Still, this year’s topic has some potential: In its background paper, the World Tourism Organization explicitly refers to the "leave no one behind" approach by the United Nations. It addresses the effects of the COVID-19 pandemic especially on the poorest and most marginalized. This also counts for climate change: the least vulnerable are those who can afford air conditioners, flood walls and second homes to (at least temporarily) protect themselves from heat, wildfires and floodings. The most affected are people in the Global South – women, indigenous groups, smallholder farmer and fishermen.

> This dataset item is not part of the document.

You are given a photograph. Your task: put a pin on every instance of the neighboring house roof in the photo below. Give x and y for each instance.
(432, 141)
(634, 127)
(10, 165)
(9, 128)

To focus on them and ensuring that tourism has a positive impact on their lives is the order of the day.

Tourism policy understood as a global structural challenge to set the course of the world’s most dynamic economic sector towards the future, should focus on at least these three topics:

  1. Climate change and emission reduction
  2. Human rights in labor and protection of children
  3. Political participation of local communities

Today’s World Tourism Day takes place one day after the German general elections. Therefore, our demands are not only directed at the World Tourism Organization. They are also addressed to German political decision makers. Tourism is not a sunshine topic. The urgency of climate and social challenges deserve the utmost attention to ensure developments towards a better future.

It is time to act now – change will either come by design or by disaster.

Several NGOs and networks have published statements on the occasion of World Tourism Day. Here is a selection: 

  • Naturefriends International demands legal obligation that oblige companies to take responsibility for people and the environment – along the entire supply chain.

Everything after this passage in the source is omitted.